This sub-folder contains all data related and enrichment related subprojects (indicated by the number prefix) to import and prepare the data which is required to run the xCurator application.

The Data Enrichment Pipeline is a queue of multiple steps. Each step is creating new information except the last step, which combines everything to a single dataset in the JSON Format.

pipeline

The final JSON dataset is a list of artefacts. The Artefact Schema is described as JSON Schema here: artefact-schema.json

Subproject Naming Convention: [SEQUENCE_NUMBER]-[SUBPROJECT_NAME]

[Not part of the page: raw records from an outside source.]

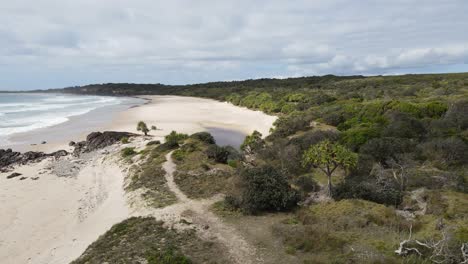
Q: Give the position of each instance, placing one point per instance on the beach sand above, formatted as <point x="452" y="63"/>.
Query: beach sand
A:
<point x="53" y="219"/>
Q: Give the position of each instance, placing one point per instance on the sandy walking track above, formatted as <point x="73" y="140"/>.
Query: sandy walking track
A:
<point x="208" y="225"/>
<point x="53" y="219"/>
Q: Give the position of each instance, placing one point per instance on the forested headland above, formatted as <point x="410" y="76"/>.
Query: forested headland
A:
<point x="392" y="150"/>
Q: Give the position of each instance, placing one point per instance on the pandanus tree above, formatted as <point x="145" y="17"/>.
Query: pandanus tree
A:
<point x="328" y="156"/>
<point x="141" y="126"/>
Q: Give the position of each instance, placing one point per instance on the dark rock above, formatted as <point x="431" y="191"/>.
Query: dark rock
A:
<point x="98" y="140"/>
<point x="154" y="142"/>
<point x="59" y="153"/>
<point x="9" y="157"/>
<point x="13" y="175"/>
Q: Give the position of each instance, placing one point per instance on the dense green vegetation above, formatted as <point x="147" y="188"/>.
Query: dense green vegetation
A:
<point x="407" y="137"/>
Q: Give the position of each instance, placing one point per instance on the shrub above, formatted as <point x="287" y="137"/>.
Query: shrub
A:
<point x="175" y="138"/>
<point x="307" y="184"/>
<point x="379" y="192"/>
<point x="126" y="152"/>
<point x="204" y="137"/>
<point x="445" y="152"/>
<point x="141" y="126"/>
<point x="253" y="143"/>
<point x="383" y="149"/>
<point x="402" y="125"/>
<point x="458" y="114"/>
<point x="217" y="153"/>
<point x="355" y="137"/>
<point x="264" y="189"/>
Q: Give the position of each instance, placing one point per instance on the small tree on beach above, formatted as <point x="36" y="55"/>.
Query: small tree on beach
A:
<point x="142" y="127"/>
<point x="328" y="156"/>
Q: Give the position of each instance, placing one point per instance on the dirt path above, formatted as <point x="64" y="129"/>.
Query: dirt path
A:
<point x="208" y="225"/>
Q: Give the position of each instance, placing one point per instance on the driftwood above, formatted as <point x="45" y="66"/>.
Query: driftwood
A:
<point x="436" y="251"/>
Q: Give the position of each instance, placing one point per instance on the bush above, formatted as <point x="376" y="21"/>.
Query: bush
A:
<point x="379" y="192"/>
<point x="217" y="153"/>
<point x="126" y="152"/>
<point x="175" y="138"/>
<point x="387" y="148"/>
<point x="445" y="152"/>
<point x="458" y="114"/>
<point x="355" y="137"/>
<point x="204" y="137"/>
<point x="264" y="189"/>
<point x="403" y="125"/>
<point x="307" y="184"/>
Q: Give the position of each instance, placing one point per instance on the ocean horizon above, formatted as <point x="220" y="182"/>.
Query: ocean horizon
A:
<point x="26" y="112"/>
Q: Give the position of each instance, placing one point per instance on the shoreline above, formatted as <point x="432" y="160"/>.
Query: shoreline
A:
<point x="49" y="218"/>
<point x="76" y="128"/>
<point x="124" y="117"/>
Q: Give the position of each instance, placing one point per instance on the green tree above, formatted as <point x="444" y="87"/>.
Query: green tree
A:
<point x="142" y="127"/>
<point x="253" y="142"/>
<point x="328" y="156"/>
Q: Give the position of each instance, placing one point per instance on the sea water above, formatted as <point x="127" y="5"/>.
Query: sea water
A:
<point x="24" y="112"/>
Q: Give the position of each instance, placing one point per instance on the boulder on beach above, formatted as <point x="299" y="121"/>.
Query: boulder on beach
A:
<point x="13" y="175"/>
<point x="9" y="157"/>
<point x="99" y="140"/>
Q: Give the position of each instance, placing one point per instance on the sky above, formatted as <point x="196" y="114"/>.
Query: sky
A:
<point x="53" y="44"/>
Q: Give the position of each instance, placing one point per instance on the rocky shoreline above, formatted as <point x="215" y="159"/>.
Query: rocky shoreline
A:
<point x="94" y="141"/>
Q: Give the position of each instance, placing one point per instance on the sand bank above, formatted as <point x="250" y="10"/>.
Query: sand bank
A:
<point x="53" y="219"/>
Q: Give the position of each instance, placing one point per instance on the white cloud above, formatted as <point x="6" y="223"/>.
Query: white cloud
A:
<point x="73" y="42"/>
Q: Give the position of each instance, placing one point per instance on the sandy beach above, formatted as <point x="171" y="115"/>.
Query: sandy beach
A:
<point x="51" y="218"/>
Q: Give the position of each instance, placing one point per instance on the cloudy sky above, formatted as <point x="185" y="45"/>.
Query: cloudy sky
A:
<point x="52" y="44"/>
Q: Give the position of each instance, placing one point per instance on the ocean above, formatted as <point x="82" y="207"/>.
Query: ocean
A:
<point x="23" y="112"/>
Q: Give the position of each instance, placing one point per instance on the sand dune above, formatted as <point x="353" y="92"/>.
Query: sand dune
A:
<point x="53" y="219"/>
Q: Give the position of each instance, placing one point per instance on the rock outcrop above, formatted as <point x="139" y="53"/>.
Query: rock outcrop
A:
<point x="9" y="157"/>
<point x="98" y="140"/>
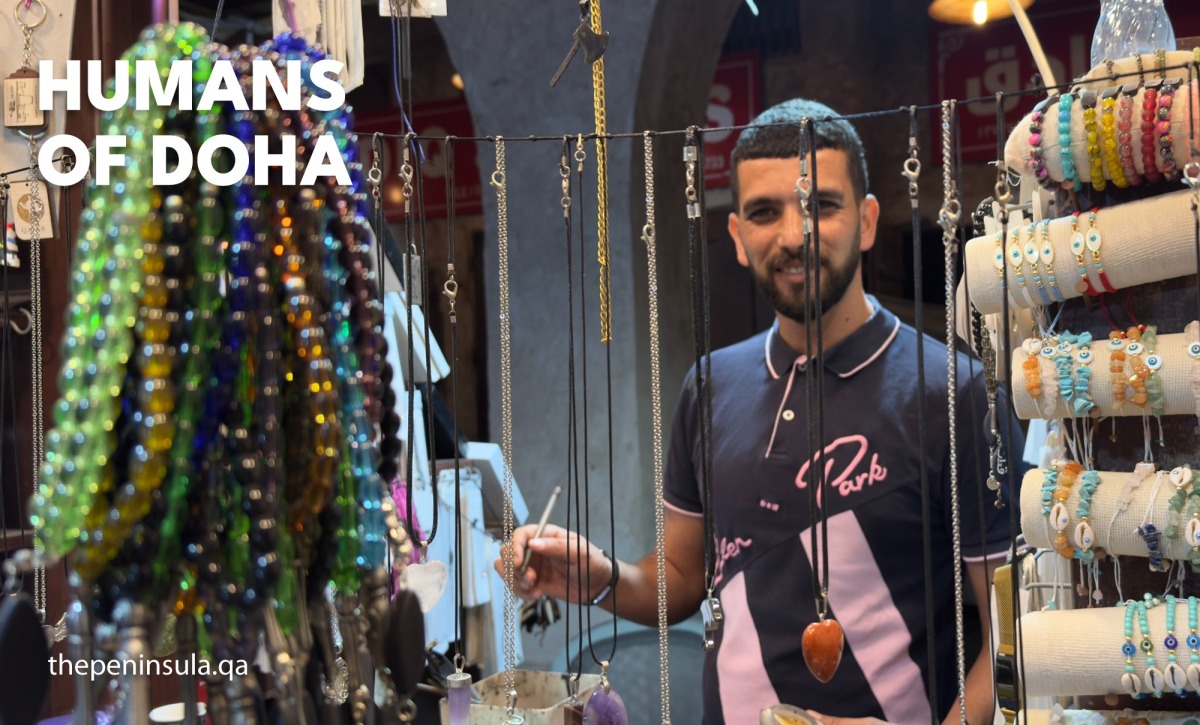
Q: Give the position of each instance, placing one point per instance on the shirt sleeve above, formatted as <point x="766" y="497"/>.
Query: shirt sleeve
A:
<point x="985" y="529"/>
<point x="681" y="489"/>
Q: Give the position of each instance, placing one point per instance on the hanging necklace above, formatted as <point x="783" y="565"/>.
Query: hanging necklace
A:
<point x="694" y="173"/>
<point x="823" y="640"/>
<point x="657" y="429"/>
<point x="509" y="635"/>
<point x="949" y="220"/>
<point x="459" y="682"/>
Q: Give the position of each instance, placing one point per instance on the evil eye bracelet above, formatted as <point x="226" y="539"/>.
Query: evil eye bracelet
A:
<point x="1153" y="677"/>
<point x="1193" y="334"/>
<point x="1033" y="257"/>
<point x="1017" y="261"/>
<point x="1092" y="130"/>
<point x="1069" y="175"/>
<point x="1176" y="679"/>
<point x="1109" y="137"/>
<point x="1165" y="139"/>
<point x="1129" y="681"/>
<point x="1149" y="123"/>
<point x="1078" y="246"/>
<point x="1048" y="263"/>
<point x="1093" y="239"/>
<point x="1125" y="133"/>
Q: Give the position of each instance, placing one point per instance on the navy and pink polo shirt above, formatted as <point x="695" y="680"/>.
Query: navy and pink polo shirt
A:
<point x="761" y="471"/>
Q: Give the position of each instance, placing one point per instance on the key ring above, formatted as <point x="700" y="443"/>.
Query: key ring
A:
<point x="28" y="5"/>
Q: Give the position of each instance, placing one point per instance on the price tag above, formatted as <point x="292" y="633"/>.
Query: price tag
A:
<point x="21" y="108"/>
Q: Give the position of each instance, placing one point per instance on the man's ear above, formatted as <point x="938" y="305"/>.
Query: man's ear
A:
<point x="735" y="232"/>
<point x="869" y="221"/>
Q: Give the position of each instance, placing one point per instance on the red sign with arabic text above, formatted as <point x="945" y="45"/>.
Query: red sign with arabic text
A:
<point x="973" y="63"/>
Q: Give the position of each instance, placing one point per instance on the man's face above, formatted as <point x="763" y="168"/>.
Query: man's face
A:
<point x="768" y="229"/>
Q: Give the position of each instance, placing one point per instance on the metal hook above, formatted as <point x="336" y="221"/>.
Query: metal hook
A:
<point x="27" y="5"/>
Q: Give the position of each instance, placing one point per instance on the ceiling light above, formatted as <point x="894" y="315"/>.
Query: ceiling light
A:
<point x="966" y="12"/>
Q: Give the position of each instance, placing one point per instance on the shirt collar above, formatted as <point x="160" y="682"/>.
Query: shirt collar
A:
<point x="851" y="355"/>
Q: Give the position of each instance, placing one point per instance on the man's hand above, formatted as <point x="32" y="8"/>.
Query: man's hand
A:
<point x="556" y="553"/>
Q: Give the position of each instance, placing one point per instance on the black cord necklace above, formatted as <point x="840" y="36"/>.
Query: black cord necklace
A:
<point x="823" y="641"/>
<point x="697" y="281"/>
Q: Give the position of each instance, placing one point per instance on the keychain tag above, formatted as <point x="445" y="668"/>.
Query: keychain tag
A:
<point x="22" y="216"/>
<point x="711" y="613"/>
<point x="21" y="108"/>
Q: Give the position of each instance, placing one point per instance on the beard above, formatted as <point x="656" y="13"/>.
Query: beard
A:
<point x="790" y="299"/>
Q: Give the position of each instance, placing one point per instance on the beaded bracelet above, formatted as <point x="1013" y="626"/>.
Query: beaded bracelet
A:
<point x="1033" y="257"/>
<point x="1193" y="333"/>
<point x="1083" y="401"/>
<point x="1017" y="261"/>
<point x="1078" y="245"/>
<point x="1153" y="676"/>
<point x="1093" y="241"/>
<point x="1085" y="538"/>
<point x="1125" y="133"/>
<point x="1193" y="670"/>
<point x="1037" y="163"/>
<point x="1129" y="682"/>
<point x="1060" y="516"/>
<point x="1069" y="175"/>
<point x="1109" y="137"/>
<point x="1149" y="123"/>
<point x="100" y="319"/>
<point x="1150" y="533"/>
<point x="1153" y="381"/>
<point x="1165" y="139"/>
<point x="1096" y="165"/>
<point x="1048" y="263"/>
<point x="1174" y="675"/>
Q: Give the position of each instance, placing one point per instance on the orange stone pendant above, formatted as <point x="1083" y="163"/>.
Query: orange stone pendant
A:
<point x="822" y="648"/>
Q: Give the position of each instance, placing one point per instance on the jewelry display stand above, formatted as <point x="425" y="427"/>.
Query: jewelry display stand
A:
<point x="1133" y="251"/>
<point x="544" y="696"/>
<point x="1078" y="652"/>
<point x="1017" y="150"/>
<point x="1123" y="539"/>
<point x="1176" y="375"/>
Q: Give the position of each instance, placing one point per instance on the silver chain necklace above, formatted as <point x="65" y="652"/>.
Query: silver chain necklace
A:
<point x="502" y="217"/>
<point x="657" y="427"/>
<point x="948" y="219"/>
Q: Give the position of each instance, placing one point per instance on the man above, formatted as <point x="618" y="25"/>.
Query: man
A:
<point x="761" y="471"/>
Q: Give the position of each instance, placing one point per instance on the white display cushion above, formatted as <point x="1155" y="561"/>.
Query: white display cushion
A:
<point x="1078" y="652"/>
<point x="1115" y="535"/>
<point x="1176" y="373"/>
<point x="1017" y="149"/>
<point x="1143" y="241"/>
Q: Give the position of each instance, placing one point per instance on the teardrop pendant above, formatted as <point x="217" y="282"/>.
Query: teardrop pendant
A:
<point x="822" y="647"/>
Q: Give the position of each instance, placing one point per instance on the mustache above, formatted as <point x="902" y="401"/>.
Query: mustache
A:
<point x="789" y="258"/>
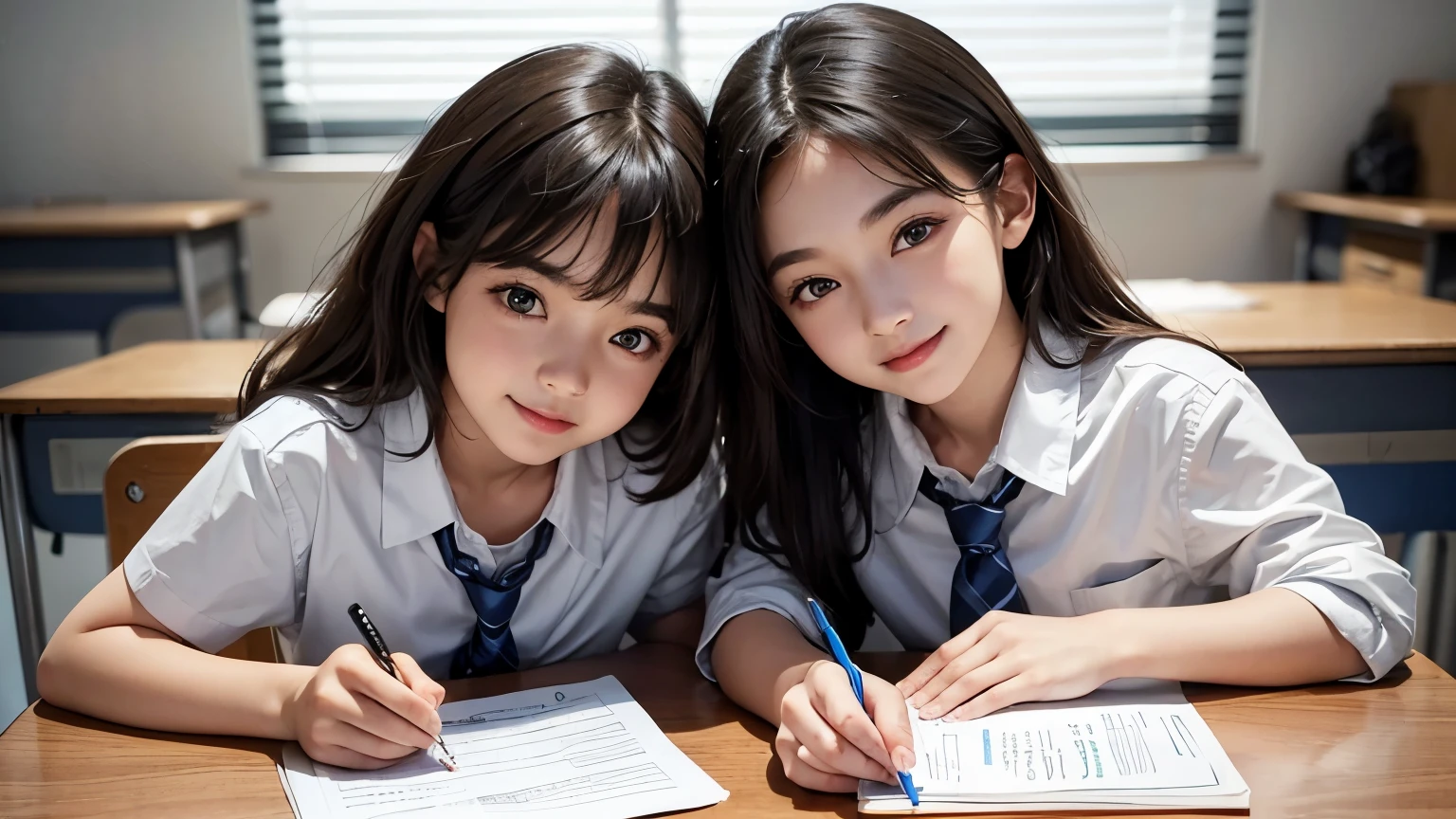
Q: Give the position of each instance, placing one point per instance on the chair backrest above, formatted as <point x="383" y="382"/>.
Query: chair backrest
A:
<point x="141" y="480"/>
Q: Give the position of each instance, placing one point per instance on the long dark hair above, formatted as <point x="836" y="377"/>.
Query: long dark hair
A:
<point x="537" y="149"/>
<point x="890" y="88"/>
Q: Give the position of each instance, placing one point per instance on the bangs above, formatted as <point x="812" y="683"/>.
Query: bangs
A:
<point x="587" y="178"/>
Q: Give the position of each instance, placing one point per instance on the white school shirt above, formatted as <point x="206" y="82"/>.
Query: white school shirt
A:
<point x="1156" y="475"/>
<point x="295" y="519"/>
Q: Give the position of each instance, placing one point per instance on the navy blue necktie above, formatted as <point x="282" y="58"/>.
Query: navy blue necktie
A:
<point x="491" y="648"/>
<point x="983" y="579"/>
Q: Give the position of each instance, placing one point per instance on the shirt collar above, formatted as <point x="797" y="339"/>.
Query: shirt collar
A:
<point x="1035" y="441"/>
<point x="418" y="501"/>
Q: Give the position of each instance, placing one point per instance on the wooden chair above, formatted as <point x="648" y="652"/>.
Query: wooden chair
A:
<point x="141" y="480"/>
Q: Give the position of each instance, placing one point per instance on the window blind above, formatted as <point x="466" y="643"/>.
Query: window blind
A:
<point x="348" y="76"/>
<point x="364" y="76"/>
<point x="1091" y="72"/>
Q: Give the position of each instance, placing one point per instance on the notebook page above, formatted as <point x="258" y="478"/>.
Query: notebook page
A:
<point x="1110" y="743"/>
<point x="573" y="751"/>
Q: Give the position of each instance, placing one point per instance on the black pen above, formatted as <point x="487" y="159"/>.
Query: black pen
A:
<point x="376" y="646"/>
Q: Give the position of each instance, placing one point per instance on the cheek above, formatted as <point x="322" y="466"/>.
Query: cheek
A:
<point x="973" y="279"/>
<point x="833" y="330"/>
<point x="621" y="387"/>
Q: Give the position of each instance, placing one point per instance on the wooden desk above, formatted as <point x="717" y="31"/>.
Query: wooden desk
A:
<point x="132" y="219"/>
<point x="154" y="390"/>
<point x="1330" y="217"/>
<point x="81" y="267"/>
<point x="1377" y="751"/>
<point x="163" y="376"/>
<point x="1318" y="324"/>
<point x="1365" y="379"/>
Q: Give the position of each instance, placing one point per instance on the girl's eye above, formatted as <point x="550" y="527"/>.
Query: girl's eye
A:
<point x="637" y="341"/>
<point x="523" y="300"/>
<point x="814" y="289"/>
<point x="915" y="233"/>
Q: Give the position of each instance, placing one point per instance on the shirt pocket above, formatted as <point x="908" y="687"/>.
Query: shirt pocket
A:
<point x="1155" y="586"/>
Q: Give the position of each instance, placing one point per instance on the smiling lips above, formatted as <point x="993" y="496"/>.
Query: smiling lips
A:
<point x="548" y="423"/>
<point x="910" y="358"/>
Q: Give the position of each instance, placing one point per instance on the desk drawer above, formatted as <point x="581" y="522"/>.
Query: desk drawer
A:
<point x="1392" y="263"/>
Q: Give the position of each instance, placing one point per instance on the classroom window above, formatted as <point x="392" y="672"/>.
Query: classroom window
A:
<point x="364" y="76"/>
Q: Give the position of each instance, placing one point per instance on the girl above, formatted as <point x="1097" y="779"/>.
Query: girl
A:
<point x="937" y="379"/>
<point x="494" y="436"/>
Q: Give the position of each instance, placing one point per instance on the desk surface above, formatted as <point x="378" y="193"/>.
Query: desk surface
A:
<point x="1295" y="324"/>
<point x="1305" y="324"/>
<point x="1430" y="214"/>
<point x="1385" y="749"/>
<point x="163" y="376"/>
<point x="124" y="219"/>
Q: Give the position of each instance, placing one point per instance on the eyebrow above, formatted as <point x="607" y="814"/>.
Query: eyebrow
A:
<point x="654" y="309"/>
<point x="888" y="203"/>
<point x="877" y="211"/>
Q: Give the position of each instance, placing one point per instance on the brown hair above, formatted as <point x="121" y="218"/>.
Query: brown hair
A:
<point x="894" y="89"/>
<point x="537" y="149"/>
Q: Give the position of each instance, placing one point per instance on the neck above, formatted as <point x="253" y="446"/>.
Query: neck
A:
<point x="966" y="426"/>
<point x="472" y="461"/>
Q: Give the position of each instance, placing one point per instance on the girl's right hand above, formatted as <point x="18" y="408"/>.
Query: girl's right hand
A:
<point x="355" y="715"/>
<point x="828" y="742"/>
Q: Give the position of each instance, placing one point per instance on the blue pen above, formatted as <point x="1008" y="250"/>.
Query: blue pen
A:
<point x="856" y="682"/>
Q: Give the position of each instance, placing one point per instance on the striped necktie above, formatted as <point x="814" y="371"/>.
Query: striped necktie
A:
<point x="491" y="647"/>
<point x="983" y="579"/>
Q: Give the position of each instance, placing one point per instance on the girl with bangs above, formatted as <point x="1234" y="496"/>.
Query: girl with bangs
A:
<point x="496" y="434"/>
<point x="942" y="410"/>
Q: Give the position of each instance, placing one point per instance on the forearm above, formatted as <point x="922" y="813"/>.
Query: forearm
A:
<point x="143" y="678"/>
<point x="113" y="659"/>
<point x="757" y="658"/>
<point x="681" y="627"/>
<point x="1270" y="637"/>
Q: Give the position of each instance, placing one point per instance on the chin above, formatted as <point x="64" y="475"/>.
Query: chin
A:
<point x="529" y="447"/>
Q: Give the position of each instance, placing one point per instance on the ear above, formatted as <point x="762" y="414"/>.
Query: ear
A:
<point x="426" y="252"/>
<point x="1016" y="200"/>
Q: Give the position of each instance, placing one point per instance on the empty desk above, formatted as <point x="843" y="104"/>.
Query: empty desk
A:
<point x="82" y="267"/>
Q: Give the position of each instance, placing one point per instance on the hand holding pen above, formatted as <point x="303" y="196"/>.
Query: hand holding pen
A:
<point x="374" y="642"/>
<point x="350" y="713"/>
<point x="841" y="726"/>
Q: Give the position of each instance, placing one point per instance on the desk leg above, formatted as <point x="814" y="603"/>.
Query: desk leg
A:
<point x="242" y="276"/>
<point x="19" y="545"/>
<point x="187" y="283"/>
<point x="1440" y="265"/>
<point x="1301" y="248"/>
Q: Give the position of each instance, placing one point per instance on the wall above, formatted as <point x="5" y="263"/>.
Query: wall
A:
<point x="147" y="100"/>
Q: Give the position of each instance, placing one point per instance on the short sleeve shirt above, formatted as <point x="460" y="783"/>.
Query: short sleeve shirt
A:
<point x="298" y="518"/>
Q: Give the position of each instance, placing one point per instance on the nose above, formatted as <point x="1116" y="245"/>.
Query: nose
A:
<point x="885" y="303"/>
<point x="564" y="372"/>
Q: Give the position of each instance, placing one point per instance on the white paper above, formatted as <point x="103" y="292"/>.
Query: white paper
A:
<point x="1138" y="746"/>
<point x="573" y="751"/>
<point x="1187" y="296"/>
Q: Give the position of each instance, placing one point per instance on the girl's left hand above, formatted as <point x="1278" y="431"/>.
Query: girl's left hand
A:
<point x="1010" y="658"/>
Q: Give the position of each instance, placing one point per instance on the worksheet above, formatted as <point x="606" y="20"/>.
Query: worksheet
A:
<point x="584" y="749"/>
<point x="1111" y="746"/>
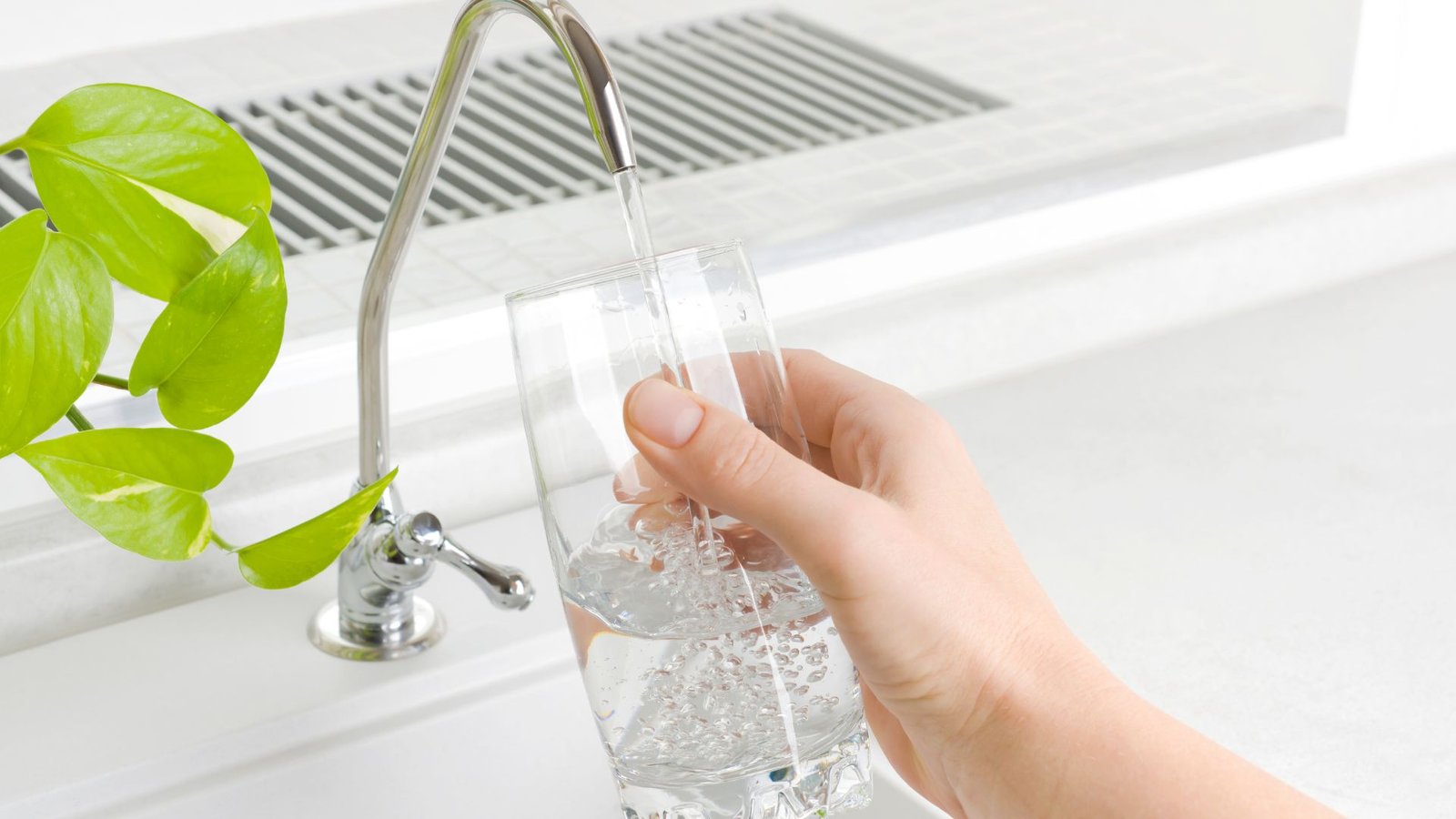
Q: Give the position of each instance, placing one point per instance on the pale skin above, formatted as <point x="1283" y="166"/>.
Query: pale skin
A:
<point x="977" y="691"/>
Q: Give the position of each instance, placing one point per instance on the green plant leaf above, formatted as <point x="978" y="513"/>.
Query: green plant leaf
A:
<point x="306" y="550"/>
<point x="55" y="327"/>
<point x="140" y="489"/>
<point x="216" y="341"/>
<point x="153" y="182"/>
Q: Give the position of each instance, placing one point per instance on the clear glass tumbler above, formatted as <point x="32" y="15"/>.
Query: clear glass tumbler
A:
<point x="718" y="681"/>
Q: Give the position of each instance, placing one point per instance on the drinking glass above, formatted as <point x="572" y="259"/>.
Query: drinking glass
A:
<point x="718" y="682"/>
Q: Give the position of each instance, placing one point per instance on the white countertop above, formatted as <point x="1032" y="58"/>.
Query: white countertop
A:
<point x="1251" y="521"/>
<point x="1254" y="523"/>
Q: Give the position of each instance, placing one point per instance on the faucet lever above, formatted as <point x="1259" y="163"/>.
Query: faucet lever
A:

  • SEQUENCE_NUMBER: Prefix sequence numbers on the folders indicates the required execution sequence. Same numbers can be executed in parallel if necessary.
  • SUBPROJECT_NAME: the name of the project, step of enrichment

Build and Run

All pipeline projects include a Dockerfile to build a Container out of it. These are combined in the docker-compose.yml to build a semantically single pipeline. Please check the docker-compose.yml if all Environment Variables are set properly for your use case and environment.

Requirements:

Commands

  • Build docker compose build
  • Run (foreground)docker compose run [SERVICE]
  • Run (background) docker compose up -d
  • Logs: docker compose logs -f --tail 300

Pipeline Steps

The first step is to fetch and download the core data (artefacts). Artefacts are museum objects and represent real world objects. based on the given apis, this step is fetching, cleaning, filtering and normalizing the data to build a list of artefacts. Additionally, this step downloads all artefact images, fetching width and height information, and convert them as base64 images to enable faster image enrichment's for later steps.

import step

1. Translation (1-translation)

The target of this step is to make sure that the core textual data used by the search engine and displayed to end users is available for all languages used in the project. This step required a [Deepl API Key] added inside the docker-compose.yml

translation step

1. Object color (1-artefact-object-color)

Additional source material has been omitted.